I think you need to think calmly about your reactions when your DD behaves likes this.
It’s definitely not ok for her to hit you, there was enough of a variety of food there for her to at least eat some of it.
However she’s also a child and needs to be taught how to manage her emotions better in future. Punishment on its own won’t help her to develop those skills.
I would suggest that you explain to her how her actions made you feel. Talk to her about your expectations for her behaviour. You also need to ensure you model that behaviour yourself.
In our house we have a chalkboard on which I list the meals for the week. The children can see at a glance what we are eating so no disappointment.

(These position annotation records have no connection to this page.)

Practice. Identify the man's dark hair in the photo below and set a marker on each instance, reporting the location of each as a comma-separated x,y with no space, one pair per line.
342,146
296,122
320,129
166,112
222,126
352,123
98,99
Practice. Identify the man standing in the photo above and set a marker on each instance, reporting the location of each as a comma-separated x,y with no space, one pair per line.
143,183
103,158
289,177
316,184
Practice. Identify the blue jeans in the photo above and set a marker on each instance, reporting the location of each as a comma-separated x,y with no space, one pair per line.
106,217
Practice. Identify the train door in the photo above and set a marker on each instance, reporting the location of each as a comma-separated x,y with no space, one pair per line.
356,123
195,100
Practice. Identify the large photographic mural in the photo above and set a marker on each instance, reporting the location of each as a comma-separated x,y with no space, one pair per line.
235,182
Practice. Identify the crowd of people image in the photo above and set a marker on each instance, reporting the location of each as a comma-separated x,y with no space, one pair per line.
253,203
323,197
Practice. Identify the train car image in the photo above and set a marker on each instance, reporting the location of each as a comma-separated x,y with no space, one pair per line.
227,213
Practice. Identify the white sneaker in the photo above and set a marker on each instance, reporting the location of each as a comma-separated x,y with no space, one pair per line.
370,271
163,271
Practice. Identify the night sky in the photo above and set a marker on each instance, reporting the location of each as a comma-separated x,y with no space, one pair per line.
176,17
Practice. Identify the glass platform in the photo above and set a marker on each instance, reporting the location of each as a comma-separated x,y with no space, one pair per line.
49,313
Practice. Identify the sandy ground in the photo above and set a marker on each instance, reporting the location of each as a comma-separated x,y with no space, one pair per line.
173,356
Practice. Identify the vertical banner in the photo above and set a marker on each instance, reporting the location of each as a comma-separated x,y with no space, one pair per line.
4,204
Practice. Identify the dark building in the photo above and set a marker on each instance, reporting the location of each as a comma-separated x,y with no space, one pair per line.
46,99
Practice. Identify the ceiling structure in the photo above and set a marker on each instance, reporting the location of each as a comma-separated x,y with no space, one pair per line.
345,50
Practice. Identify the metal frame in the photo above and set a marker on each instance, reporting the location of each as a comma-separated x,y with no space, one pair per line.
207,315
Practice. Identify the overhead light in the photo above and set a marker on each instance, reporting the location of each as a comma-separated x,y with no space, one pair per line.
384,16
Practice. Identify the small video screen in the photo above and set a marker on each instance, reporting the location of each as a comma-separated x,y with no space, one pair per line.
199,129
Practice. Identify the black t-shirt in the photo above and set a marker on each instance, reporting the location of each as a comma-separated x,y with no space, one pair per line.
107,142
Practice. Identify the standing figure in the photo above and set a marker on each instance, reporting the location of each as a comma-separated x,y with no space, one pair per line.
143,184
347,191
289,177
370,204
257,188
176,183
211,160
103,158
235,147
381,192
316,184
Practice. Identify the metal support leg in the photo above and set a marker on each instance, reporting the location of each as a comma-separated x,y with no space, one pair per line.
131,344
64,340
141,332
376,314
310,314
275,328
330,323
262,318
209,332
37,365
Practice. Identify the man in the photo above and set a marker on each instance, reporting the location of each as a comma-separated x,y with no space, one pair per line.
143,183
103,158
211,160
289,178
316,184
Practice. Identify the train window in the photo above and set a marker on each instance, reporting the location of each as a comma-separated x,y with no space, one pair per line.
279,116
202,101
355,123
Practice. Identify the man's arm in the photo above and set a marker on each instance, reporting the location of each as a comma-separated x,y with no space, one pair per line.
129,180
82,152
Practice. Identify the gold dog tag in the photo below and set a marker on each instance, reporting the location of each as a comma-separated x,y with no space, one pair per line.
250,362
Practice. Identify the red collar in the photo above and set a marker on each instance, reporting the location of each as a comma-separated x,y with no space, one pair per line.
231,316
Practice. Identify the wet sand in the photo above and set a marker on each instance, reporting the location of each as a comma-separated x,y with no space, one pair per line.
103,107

They know that some meals they’ll love, others they aren’t so keen on, but they are expected to try and eat something and I won’t be making anything else. At a last resort they can have bread. If they want to suggest meals or help to cook that’s fine.
However I feel there may be bigger issues going on with your DD possibly related to the other incidents you have listed.
Mealtimes are often a flashpoint because they are one of the few areas of their lives that children have control over. Plus, they know that food refusal will get a guaranteed emotional reaction from their parents!
So -
Outline expectations of behaviour, and model them yourself
Outline mealtime rules and stick to them.
Think about what might be triggering this behaviour.
I also think that you should always hug before bed no matter what else has happened.
Don’t drag things over into the next day. You deal with it, then put it behind you and say tomorrow is a new day for a fresh start.